In this case (as with your int example), a whole new value is being used and of course the key isn't found. Because value tuples are mutable though (going against the language's own advice on structs), a more insidious problem exists, whereby the value gets copied to the dictionary, so modifying the original copy doesn't modify the dictionary's key. This problem doesn't occur with reference types, nor does it occur with immutable values. It only occurs with the toxic mix of structs that are mutable that use those mutable sub-values to determine their own equality.

structs that are mutable that use those mutable sub-values to determine their own equality.

There is no other way to identify a struct, a struct is its sub-values; it is nothing else.

Reference types are generatlly comparing an IntPtr value not their contents.

Strings are a bit of a weird one, being a reference types; as they generally aren't reference equal, but content equal.

Hmm, I phrased that badly. Let me try again:

The problem only occurs with the toxic mix of structs and mutability. As you say, structs have to use their sub-values to determine their own value. Change that sub value, and the value of the value changes. The fact that "the value of the value changes" sounds nonsensical neatly summarises why allowing values to change themselves is a bad thing to have happen.

And that is why structs should be immutable and why allowing value tuples to be mutable was a bad decision: they are values that can change their value; ergo they are nonsensical.

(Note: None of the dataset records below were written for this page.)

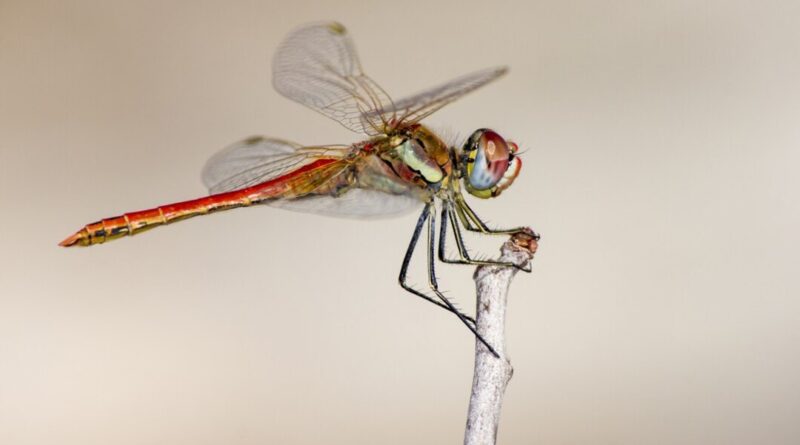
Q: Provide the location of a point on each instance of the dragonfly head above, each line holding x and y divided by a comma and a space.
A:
489, 163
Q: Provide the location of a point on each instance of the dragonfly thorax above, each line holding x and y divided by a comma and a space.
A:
419, 156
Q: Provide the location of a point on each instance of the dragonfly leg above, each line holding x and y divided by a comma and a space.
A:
426, 213
468, 217
435, 286
463, 253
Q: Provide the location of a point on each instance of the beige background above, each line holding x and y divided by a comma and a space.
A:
662, 144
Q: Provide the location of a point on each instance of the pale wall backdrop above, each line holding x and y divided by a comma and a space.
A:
661, 167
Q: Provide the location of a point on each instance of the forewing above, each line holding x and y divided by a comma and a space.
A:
317, 66
258, 159
414, 108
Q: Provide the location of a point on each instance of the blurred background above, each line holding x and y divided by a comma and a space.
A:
661, 147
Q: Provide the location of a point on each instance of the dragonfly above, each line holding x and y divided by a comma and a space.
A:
402, 165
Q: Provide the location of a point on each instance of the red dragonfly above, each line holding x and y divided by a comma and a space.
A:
401, 166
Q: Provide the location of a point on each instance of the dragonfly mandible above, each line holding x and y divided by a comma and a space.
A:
401, 166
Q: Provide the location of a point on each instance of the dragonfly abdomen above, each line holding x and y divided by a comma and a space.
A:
132, 223
136, 222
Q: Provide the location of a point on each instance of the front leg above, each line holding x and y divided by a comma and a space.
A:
468, 217
464, 258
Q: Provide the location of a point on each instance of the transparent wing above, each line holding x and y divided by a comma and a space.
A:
357, 203
317, 66
414, 108
258, 159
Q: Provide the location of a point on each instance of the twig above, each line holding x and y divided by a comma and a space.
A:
492, 374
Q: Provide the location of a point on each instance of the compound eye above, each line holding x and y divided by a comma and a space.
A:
489, 157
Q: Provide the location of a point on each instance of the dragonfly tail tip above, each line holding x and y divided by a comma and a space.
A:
72, 240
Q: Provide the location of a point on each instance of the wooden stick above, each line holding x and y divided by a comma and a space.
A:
492, 374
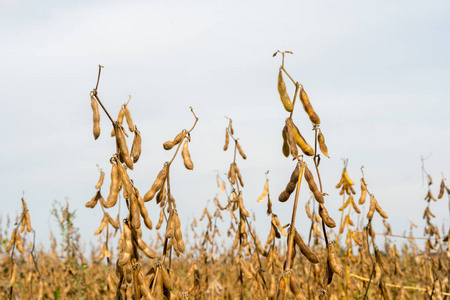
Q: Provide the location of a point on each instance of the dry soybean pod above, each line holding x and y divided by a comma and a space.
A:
295, 288
373, 205
311, 256
96, 117
144, 213
134, 211
124, 155
128, 118
301, 142
187, 156
127, 246
441, 190
332, 258
160, 220
362, 199
119, 119
157, 184
241, 152
326, 217
290, 187
323, 147
285, 149
308, 107
114, 187
100, 180
313, 186
287, 103
239, 176
136, 146
265, 191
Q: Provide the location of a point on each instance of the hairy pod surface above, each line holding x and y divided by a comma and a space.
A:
283, 93
308, 108
301, 142
313, 186
157, 184
187, 156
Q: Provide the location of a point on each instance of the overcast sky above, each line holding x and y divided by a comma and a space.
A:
377, 73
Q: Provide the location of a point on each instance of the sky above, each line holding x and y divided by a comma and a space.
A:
376, 73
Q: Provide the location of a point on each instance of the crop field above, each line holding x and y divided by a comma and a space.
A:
340, 258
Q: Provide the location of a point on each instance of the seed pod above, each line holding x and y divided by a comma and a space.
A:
286, 150
282, 288
96, 117
102, 226
13, 278
227, 140
127, 246
159, 286
380, 210
441, 190
355, 207
265, 191
111, 221
232, 174
128, 270
19, 244
137, 236
295, 288
373, 205
144, 213
326, 217
241, 152
129, 119
166, 278
161, 196
187, 157
93, 202
178, 138
124, 155
290, 187
242, 209
283, 93
322, 145
119, 119
114, 187
311, 256
308, 108
157, 184
272, 287
306, 148
292, 142
136, 146
28, 222
312, 186
12, 240
380, 261
100, 180
125, 179
161, 219
170, 229
134, 211
377, 277
308, 210
238, 173
362, 199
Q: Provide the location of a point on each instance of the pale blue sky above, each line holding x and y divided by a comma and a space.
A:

Making them immutable doesn't really change much. You could do the following which is the same meaning; just more inefficent to write and to execute

var x = GetLatLng("");

var dic = new Dictionary<(int lat, int long), string>();
dic[x] = "123";

x = (3, x.long);
Console.WriteLine(dic[x]); //KeyNotFoundException

@benaadams,

That example now works the same as your int example. It's the way value tuples should work.

Ints aren't a good comparison though. Strings are better. The way value tuples can mutate their value is equivalent to be able to write something like:

var x = "123";
x.Append("4");
// x is now "1234"

Strings are effectively value types, they are just classes for purposes of efficiency in passing them around the system. Despite being references, they contain a value and it makes no sense for that value to change its value, thus they are immutable.

I'm aware of the problem, in fact it isn't a bug that I found, I forced it just to exemplify.

I'm only concerned with most developers, who do not know this and the problem may occur in another part of the application, not related to the bug itself.

Mutable structs do not cause a problem with dictionary keys because you are never modifying the key in the dictionary after you put it in the dictionary because you only put a copy of the struct in the dictionary. On the other hand, mutable reference types do have the exact problem you are pointing out, because you are modifying the same instance the dictionary is storing. And by doing so you are changing its computed hash code so that no matter if you continue to use the same instance to look into the dictionary you will no longer find the item using that instance as a key because the dictionary uses the hash codes first when looking up the key to find the value.

Do you mean in case you override GetHashCode in a reference type?

If you have a reference type who's GetHashCode is computed based on its current member values and those values are mutable ... that will get you into the dictionary key problem. Structs don't cause this problem.

Yeah, I just made a test.

ValueTuple<int, int> x = new ValueTuple<int, int>(10, 20);

var dic = new Dictionary<ValueTuple<int, int>, string> ();
dic[x] = "123";

Console.WriteLine($"X HashCode: {x.GetHashCode()}");
Console.WriteLine($"X Value from Dictionary: {dic[x]}");
Console.WriteLine();

Console.WriteLine("Changing X");
x.Item1 = 3;
Console.WriteLine($"X HashCode: {x.GetHashCode()}");

try
{
    Console.WriteLine($"X Value from Dictionary: {dic[x]}"); //KeyNotFoundException
}
catch(KeyNotFoundException ex)
{
    Console.WriteLine(ex.Message);
}
Console.WriteLine();

var y = new ValueTuple<int, int>(10, 20);

Console.WriteLine($"Y HashCode: {y.GetHashCode()}");
Console.WriteLine($"Y Value from Dictionary: {dic[y]}");//It works

Console.ReadLine();

So the problem isn't GetHashCode (or just it). Dictionary just can't find the key, because it changed (and consequently the Hash Code).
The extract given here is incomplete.